ASIATODAY.ID, JAKARTA – Panglima Komando Gabungan Wilayah Pertahanan (Pangkogabwilhan) I TNI Laksamana Madya Yudo Margono menyatakan hingga Minggu kapal nelayan China masih bertahan di Laut Natuna, Kepulauan Riau.
Kapal-kapal asing tersebut bahkan bersikukuh melakukan penangkapan ikan yang berjarak sekitar 130 mil dari perairan Ranai, Natuna.
“Mereka didampingi dua kapal penjaga pantai dan satu kapal pengawas perikanan China,” terang Yudo Margono dalam konferensi pers di Pangkalan Udara TNI AL di Tanjungpinang, Kepri, melansir Antara, Minggu (05/01/2020).
Yudo menegaskan, TNI sudah melakukan gelar operasi dengan mengerahkan dua kapal KRI guna mengusir kapal asing keluar dari Laut Natuna.
“Kami juga gencar berkomunikasi secara aktif dengan kapal penjaga pantai China agar dengan sendirinya segera meninggalkan perairan Natuna,” terangnya.
Operasi ini, kata dia, tidak memiliki batas waktu sampai kapal China benar-benar angkat kaki dari wilayah maritim Indonesia.
“Besok akan kami gerakkan empat unsur KRI lagi untuk mengusir kapal-kapal itu,” katanya.
Hingga saat ini, tindakan yang dilakukan TNI masih bersifat persuasif dengan memperingati kapal China bahwa mereka sudah menerobos sekaligus menangkap ikan secara ilegal di Laut Natuna.
“TNI mengedepankan upaya damai dalam menangani persoalan ini,” katanya menambahkan.
Menurut Yudo, pada saat ini yang terdeteksi memasuki Laut Natuna hanya kapal nelayan China. Kapal nelayan dari negara lain, seperti Vietnam, tidak berani lagi masuk ke zona tersebut.
“Kapal nelayan Vietnam sudah banyak kami tangkap, jadi mereka tidak berani lagi,” kata Yudo.
Jangan Terprovokasi
Sementara itu, anggota Komisi I DPR RI Fraksi NasDem, Willy Aditya mengatakan pemerintah jangan terprovokasi dengan China terkait pelanggaran batas Zona Ekonomi Eksklusif (ZEE) Indonesia yang dilanggar penjaga pantai China.
“Pemerintah tidak boleh terprovokasi.

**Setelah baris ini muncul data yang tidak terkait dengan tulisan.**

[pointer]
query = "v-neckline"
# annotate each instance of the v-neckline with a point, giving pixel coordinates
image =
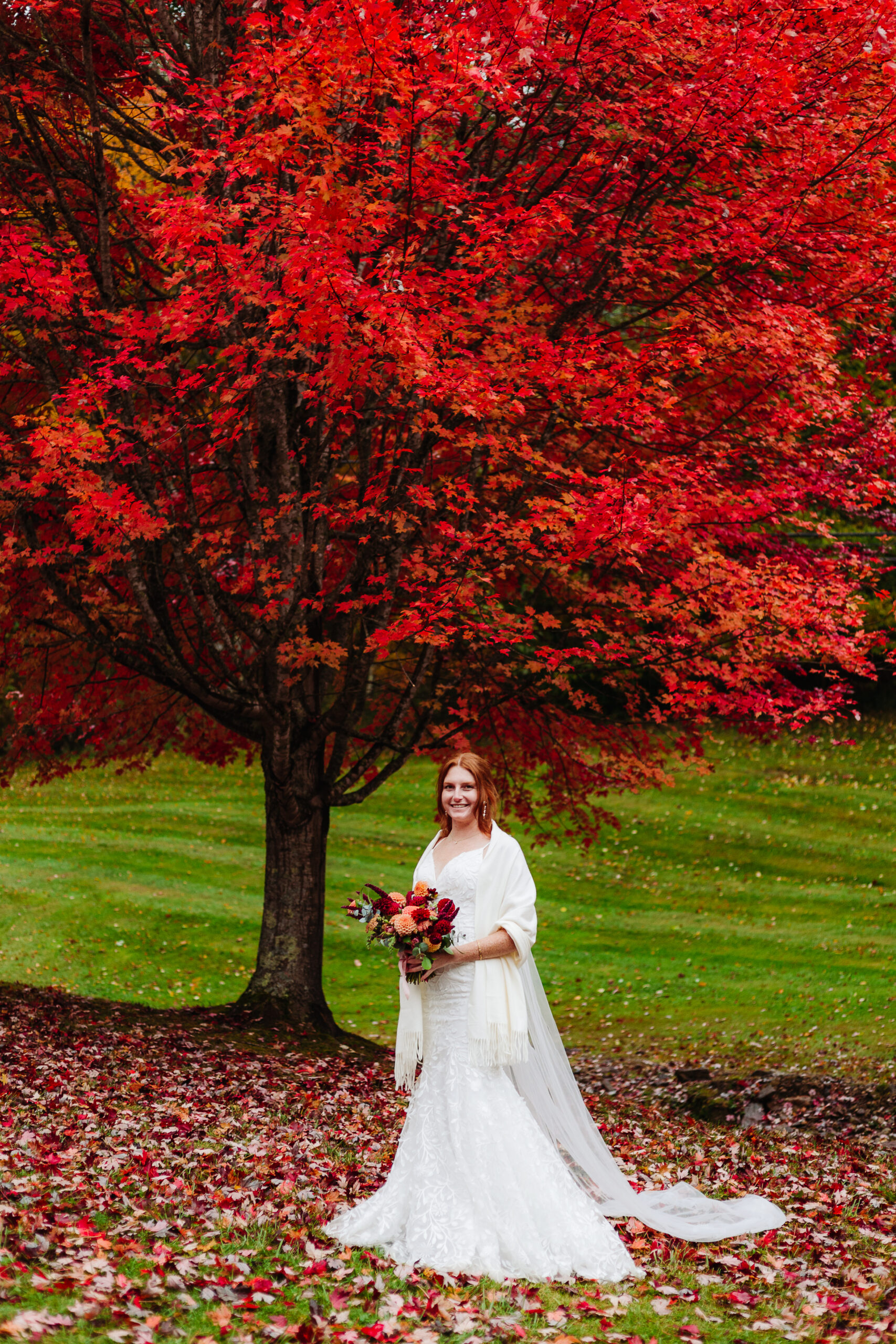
(448, 862)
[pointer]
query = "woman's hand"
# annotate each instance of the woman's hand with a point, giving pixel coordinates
(413, 964)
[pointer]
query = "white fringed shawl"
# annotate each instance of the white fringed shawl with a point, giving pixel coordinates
(498, 1016)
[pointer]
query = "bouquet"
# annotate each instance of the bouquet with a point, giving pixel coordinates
(417, 925)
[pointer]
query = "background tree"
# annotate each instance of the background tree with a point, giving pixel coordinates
(383, 378)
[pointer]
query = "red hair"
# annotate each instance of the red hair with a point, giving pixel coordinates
(487, 795)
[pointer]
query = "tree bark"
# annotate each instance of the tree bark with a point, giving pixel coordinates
(288, 984)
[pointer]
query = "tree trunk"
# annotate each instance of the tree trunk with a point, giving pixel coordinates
(288, 984)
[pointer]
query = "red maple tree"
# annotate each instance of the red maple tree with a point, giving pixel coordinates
(379, 378)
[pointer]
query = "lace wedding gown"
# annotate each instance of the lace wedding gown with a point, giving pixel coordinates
(476, 1186)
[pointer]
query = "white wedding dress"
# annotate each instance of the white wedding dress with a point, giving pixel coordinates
(477, 1187)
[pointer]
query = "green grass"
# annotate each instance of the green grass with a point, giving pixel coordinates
(750, 908)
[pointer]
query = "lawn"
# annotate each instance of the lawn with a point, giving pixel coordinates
(749, 909)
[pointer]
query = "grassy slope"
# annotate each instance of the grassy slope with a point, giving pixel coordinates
(750, 906)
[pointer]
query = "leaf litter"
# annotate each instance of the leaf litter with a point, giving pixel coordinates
(157, 1182)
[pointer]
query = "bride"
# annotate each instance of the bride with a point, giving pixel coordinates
(500, 1168)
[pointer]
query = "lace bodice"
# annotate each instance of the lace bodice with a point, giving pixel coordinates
(457, 881)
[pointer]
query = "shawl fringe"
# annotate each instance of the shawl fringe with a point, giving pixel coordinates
(500, 1046)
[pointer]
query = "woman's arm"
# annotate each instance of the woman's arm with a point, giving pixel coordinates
(499, 944)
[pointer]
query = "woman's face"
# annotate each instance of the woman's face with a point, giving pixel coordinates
(460, 795)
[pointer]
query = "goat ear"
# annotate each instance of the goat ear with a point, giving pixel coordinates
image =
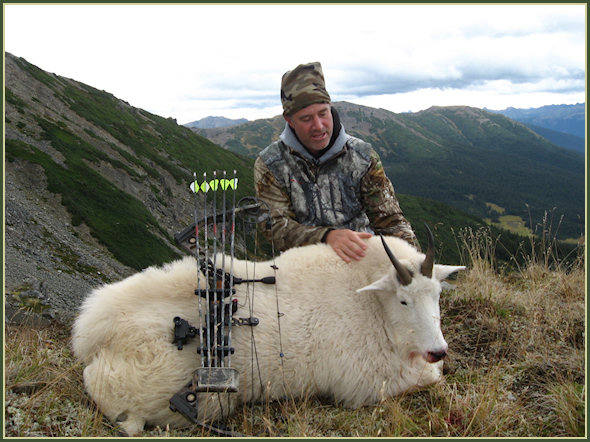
(442, 271)
(388, 282)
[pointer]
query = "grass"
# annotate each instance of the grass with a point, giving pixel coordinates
(516, 368)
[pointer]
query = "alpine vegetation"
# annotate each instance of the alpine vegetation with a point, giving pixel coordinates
(357, 333)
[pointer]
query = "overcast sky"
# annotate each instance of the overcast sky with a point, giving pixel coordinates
(192, 61)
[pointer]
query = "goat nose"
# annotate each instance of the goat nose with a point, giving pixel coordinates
(435, 356)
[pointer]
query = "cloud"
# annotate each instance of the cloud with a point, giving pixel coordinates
(192, 60)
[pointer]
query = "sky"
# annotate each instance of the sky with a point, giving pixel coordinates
(190, 61)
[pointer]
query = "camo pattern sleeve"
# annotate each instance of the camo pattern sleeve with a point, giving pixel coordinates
(381, 204)
(285, 231)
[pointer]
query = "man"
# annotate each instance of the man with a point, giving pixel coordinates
(321, 184)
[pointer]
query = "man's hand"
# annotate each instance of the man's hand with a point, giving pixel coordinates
(348, 244)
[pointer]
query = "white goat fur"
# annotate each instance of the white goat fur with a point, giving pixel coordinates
(357, 346)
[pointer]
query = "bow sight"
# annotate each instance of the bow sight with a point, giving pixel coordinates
(214, 288)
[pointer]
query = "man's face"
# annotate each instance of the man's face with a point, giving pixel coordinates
(313, 125)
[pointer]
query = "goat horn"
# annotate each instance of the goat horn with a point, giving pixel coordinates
(428, 264)
(403, 274)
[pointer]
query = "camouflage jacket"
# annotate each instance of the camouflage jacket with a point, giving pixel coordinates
(345, 188)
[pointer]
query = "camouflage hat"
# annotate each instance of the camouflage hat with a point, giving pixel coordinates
(303, 86)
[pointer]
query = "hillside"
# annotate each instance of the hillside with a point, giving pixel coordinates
(565, 118)
(211, 122)
(96, 189)
(465, 157)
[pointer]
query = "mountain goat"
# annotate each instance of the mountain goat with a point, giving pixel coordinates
(356, 332)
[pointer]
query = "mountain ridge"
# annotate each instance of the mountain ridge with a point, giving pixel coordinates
(95, 189)
(476, 158)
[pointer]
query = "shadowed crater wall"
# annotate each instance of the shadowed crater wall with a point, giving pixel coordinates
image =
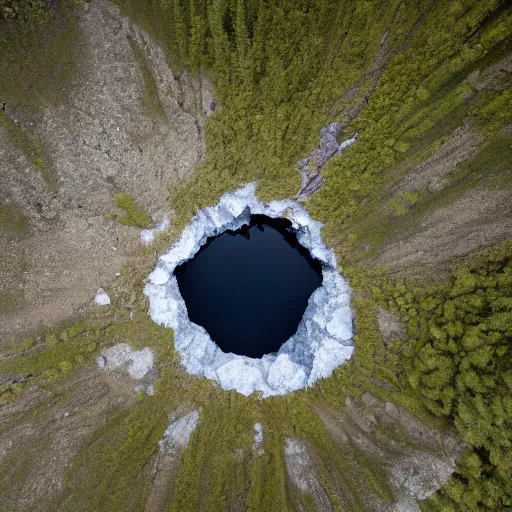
(249, 288)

Kita harus hati-hati melihat situasi yang berkembang di Natuna. Hukum laut internasional tidak memberi celah untuk terjadinya konflik yang mengeras dan berujung perang,” ujar Willy dalam keterangan tertulis yang diterima Minggu (05/01/2020).
Willy menambahkan, pemerintah juga tidak boleh terpancing dengan pernyataan Kementerian Luar Negeri Tiongkok yang berkeras dengan konsep internalnya.
Menurut dia, pernyataan tersebut hanya menunjukkan arogansi Negeri Tirai Bambu untuk memprovokasi Indonesia masuk dalam masalah internasional di wilayah laut.
“China sangat tahu dan cukup cerdik membaca situasi yang ada dan kekuatan yang dimilikinya. Semua negara pasti bersepakat untuk menghindari perang, karenanya akan mendorong penyelesaian melalui mekanisme negosiasi, dan China punya pengaruh cukup untuk digunakan ‘memaksa’ Indonesia,” paparnya.
Beijing mengklaim wilayah Natuna Utara masuk dalam sembilan garis putus mereka. Garis tersebut ditarik berdasarkan hukum tradisional Tiongkok yang tidak sesuai dengan hukum internasional Konvensi PBB tentang Hukum Laut (UNCLOS).
Willy juga mengingatkan tahun depan akan ada persiapan periodic review UNCLOS yang bisa menjadi celah masuk China memasukkan isu-isu kelautan mereka.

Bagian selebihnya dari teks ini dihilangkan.